L'Inde a toujours été, et elle l'est encore de nos jours, la terre d'élection du Surnaturel. C'est là que, d'après les travaux des occultistes contemporains dont nous parlerons plus loin, aurait pris naissance la Science occulte, c'est-à-dire un corps de doctrine qui, entre autres enseignements, affirme l'existence d'une force spéciale et mystérieuse, inhérente au corps humain et aux autres corps de la nature. Elle dériverait d'une Force unique, sorte de «fluide et de vibration perpétuelle», à la fois «substance et mouvement»; et c'est à elle que seraient dus tous les phénomènes d'apparence surnaturelle.

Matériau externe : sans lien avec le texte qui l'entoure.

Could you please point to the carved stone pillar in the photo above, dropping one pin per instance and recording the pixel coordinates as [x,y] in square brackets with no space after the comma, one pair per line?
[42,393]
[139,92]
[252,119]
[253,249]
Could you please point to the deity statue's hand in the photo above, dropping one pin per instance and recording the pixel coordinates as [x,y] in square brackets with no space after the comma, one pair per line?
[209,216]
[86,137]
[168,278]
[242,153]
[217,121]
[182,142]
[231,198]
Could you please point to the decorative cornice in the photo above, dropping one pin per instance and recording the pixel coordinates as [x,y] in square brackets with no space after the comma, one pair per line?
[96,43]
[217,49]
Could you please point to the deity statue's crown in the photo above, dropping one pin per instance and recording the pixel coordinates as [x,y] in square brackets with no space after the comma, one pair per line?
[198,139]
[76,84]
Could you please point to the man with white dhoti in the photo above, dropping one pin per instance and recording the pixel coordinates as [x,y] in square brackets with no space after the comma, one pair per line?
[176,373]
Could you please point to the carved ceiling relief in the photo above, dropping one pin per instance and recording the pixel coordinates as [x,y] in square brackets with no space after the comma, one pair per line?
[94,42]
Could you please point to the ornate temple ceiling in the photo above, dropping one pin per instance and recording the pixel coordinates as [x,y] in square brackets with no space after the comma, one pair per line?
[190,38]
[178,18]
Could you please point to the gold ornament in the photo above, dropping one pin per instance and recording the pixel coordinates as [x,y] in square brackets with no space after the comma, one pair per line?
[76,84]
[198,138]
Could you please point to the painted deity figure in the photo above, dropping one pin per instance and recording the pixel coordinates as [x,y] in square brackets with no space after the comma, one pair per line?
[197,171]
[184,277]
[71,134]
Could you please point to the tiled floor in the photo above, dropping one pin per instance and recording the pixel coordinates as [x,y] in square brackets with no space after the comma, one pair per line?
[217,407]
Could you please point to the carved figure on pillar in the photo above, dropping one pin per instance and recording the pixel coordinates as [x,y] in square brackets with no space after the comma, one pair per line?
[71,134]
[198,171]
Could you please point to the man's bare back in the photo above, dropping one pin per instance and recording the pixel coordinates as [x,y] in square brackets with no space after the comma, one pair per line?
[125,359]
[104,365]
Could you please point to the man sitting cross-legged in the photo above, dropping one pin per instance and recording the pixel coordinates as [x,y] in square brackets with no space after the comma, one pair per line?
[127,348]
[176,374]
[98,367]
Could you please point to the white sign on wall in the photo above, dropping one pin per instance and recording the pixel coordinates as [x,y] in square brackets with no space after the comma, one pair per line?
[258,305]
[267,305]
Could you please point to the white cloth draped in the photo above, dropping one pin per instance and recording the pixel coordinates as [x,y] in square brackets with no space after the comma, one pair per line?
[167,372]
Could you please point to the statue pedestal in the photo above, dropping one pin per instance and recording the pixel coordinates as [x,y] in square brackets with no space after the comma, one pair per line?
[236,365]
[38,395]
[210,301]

Des sanctuaires indiens, où les thaumaturges la tenaient secrète, cette Science ésotérique, mère de toutes les sciences occultes, serait passée d'abord en Chaldée, dans les temples de Mithrâ, puis en Égypte, dans ceux d'Osiris et d'Isis; et l'on peut lire dans Jamblique, Porphyre et Apulée, le très curieux récit des épreuves physiques et morales auxquelles étaient soumis les adeptes, lors de leur initiation.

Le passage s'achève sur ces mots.